Por cierto, el paso de la animalidad a la humanidad no puede reducirse a criterios puramente utilitarios o productivos, pues exige también el cultivo de aquello que nos constituye como fines en nosotros mismos. Es en este contexto donde aparecen las áreas tradicionalmente denominadas humanistas o propias de las artes liberales, pues permiten desarrollar plenamente nuestras capacidades. Así, entonces, el valor de estimular estas disciplinas no puede medirse en términos de su utilidad, sino que debe entenderse como un modo de desplegar aquello que nos hace humanos.

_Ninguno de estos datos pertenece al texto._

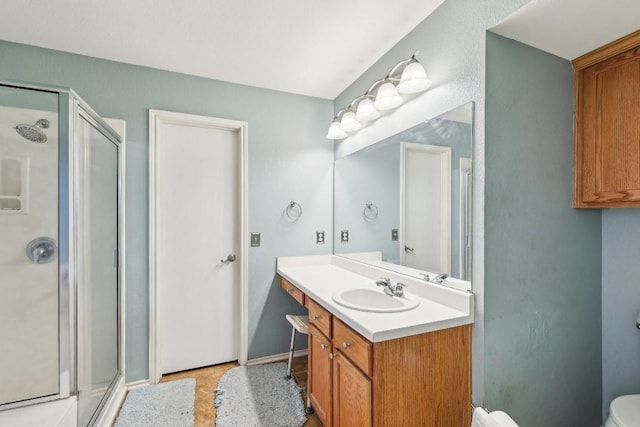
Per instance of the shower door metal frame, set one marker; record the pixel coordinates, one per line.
(70, 106)
(82, 109)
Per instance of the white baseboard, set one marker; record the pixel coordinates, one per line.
(137, 384)
(276, 357)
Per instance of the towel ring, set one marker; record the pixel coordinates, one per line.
(370, 211)
(293, 211)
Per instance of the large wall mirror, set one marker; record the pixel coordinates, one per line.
(404, 203)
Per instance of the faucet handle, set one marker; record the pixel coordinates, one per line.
(399, 289)
(383, 281)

Por supuesto, este argumento no implica que toda investigación de estas áreas merezca financiamiento: es necesario establecer un mínimo de rigurosidad intelectual. Tampoco busca restar mérito al criterio económico, pues es una variable fundamental para tomar decisiones presupuestarias. Lo que sí quiere decir es que no existe una única forma de medir el valor y que reducir toda investigación o proyecto a criterios productivos no solo es un error, sino que empobrece el tipo de desarrollo humano que una sociedad está dispuesta a promover.